Cell cycle analysis showed that cell cycle arrest is temporary and that 24 hours after irradiation iPS cells restart cell cycle progression. This finding suggests that iPS cells repair damaged DNA during this time frame. We followed DSB repair by examining the kinetics of γ-H2AX foci formation and removal. H2AX is a histone variant that is phosphorylated at serine 139 (and referred to as γ-H2AX) by ATM, DNA-PK and ATR at DSB sites and covers megabase-long stretches of DNA surrounding the DSB , . In mouse ES cells, γ-H2AX forms visible foci even in the absence of externally-induced DNA damage and, following irradiation, endogenous γ-H2AX foci cannot be clearly distinguished from irradiation-induced foci . This has been attributed to open chromatin structure and global chromatin decondensation that favors formation of visible γ-H2AX foci and limits the use of this marker in following DNA repair in mouse ES cells . Since both human ES and iPS cells also have open chromatin structure, we first validated γ-H2AX as a DSB marker in human ES cells by inducing localized damage with a 405 nm laser. We observed localized γ-H2AX staining in laser-irradiated MEF, but relatively spread out γ-H2AX staining in laser-treated ES cells. This can be explained by dynamic chromatin in pluripotent stem cells , so that mobile chromatin distributes damaged DNA from a localized region throughout the nucleus. However, γ-H2AX staining was not observed in untreated MEF and ES cells, justifying the use of γ-H2AX as a DSB marker in human ES cells. When we γ-irradiated ES and iPS cells, we observed γ-H2AX foci forming within 20 minutes of irradiation. The foci disappeared within six hours of irradiation, indicating that DNA repair took place within that time frame, consistent with earlier observations of efficient DNA repair in human ES cells .

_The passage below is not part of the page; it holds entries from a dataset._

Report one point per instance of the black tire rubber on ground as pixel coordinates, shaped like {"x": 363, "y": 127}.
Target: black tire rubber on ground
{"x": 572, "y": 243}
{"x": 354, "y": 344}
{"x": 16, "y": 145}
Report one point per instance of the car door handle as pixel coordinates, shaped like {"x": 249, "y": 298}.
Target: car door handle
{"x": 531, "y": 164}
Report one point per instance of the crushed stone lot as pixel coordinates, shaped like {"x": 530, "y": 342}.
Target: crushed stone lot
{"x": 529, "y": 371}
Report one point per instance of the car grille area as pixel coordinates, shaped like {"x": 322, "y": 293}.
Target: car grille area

The two main pathways for repairing DSB are homologous recombination repair (HRR) and non-homologous end joining (NHEJ). Homologous recombination is critically dependent on the presence of the homologous sequence on the sister chromatid, so it typically occurs in the late S and G2 phases of the cell cycle. The advantage of HRR is that the original DNA sequence is restored without any loss of information because it uses the sister chromatid as a template, making it an error-free method of repair. In contrast, NHEJ does not require regions of homology and can operate in any stage of the cell cycle. Due to the complex nature of DSB some processing is necessary prior to ligation step and may lead to the loss of genetic information. HRR has long been speculated to be the predominant form of DSB repair in ES cells, and this was recently confirmed in mouse ES cells , , . Mouse ES cells also demonstrate lower expression of key NHEJ repair factors, such as ligase IV and PRKDC (DNA-PKcs) , , and show elevated expression or HRR factors (RAD51, Rad54 and RAD52)  compared to MEF. Here we show evidence that human ES and iPS cells repair DSB through HRR, by using RAD51 as a surrogate marker for HRR and visualization of SCE.

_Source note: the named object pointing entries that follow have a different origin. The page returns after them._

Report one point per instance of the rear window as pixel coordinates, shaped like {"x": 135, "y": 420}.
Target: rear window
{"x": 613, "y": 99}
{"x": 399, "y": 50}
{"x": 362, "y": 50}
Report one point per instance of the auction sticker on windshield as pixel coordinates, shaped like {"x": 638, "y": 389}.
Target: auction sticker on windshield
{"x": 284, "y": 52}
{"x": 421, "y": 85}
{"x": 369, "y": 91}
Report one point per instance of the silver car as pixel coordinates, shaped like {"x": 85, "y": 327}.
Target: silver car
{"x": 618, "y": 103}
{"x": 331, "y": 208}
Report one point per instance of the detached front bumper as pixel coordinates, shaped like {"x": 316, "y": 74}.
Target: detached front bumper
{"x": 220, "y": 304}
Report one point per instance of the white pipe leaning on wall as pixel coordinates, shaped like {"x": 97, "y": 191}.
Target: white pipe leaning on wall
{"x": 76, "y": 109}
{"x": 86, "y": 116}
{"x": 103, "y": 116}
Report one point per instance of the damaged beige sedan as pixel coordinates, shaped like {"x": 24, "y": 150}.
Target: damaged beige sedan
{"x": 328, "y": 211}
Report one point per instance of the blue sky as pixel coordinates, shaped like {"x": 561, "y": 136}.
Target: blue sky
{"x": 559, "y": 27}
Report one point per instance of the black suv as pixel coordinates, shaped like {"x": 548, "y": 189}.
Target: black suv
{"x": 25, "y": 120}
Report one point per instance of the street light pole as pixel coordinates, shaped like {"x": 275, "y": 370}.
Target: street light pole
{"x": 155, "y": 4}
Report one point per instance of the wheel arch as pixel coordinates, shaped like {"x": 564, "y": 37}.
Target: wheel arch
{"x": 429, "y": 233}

Gene and protein expression analysis revealed that both human ES and iPS cells have higher expression levels of factors involved in DNA damage signaling and DNA repair than their differentiated counterparts. Maynard and colleagues  reported similar data in human ES cells and showed that human ES cells exhibit a higher capacity for repairing multiple forms of DNA lesions. Interestingly, human ES and iPS cells display not only elevated expression of genes and proteins involved in HRR (RAD52, MRE11, NBS1) but also, NHEJ (PRKDC, XRCC6, ligase IV, XRCC4) relative to differentiated cells, unlike in mouse ES cells . Other researchers also described differences in expression levels of NHEJ factors in human ES cells relative to mouse ES cells: human ES cells expressed higher levels of PRKDC and XRCC6 than mouse ES cells and showed proficiency in end-joining, which mouse ES cells lack . It appears that there are species-specific differences between mouse and human ES cells regarding the roles of HRR and NHEJ, that may mirrored by somatic cells: PRKDC activity  and XRCC6 expression  are higher in human somatic cells relative to mouse cells, and XRCC5 (Ku80) is an essential protein in human but not mouse cells . Nevertheless, the relative contributions and importance of HRR and NHEJ in human ES and iPS cells still need to be clarified.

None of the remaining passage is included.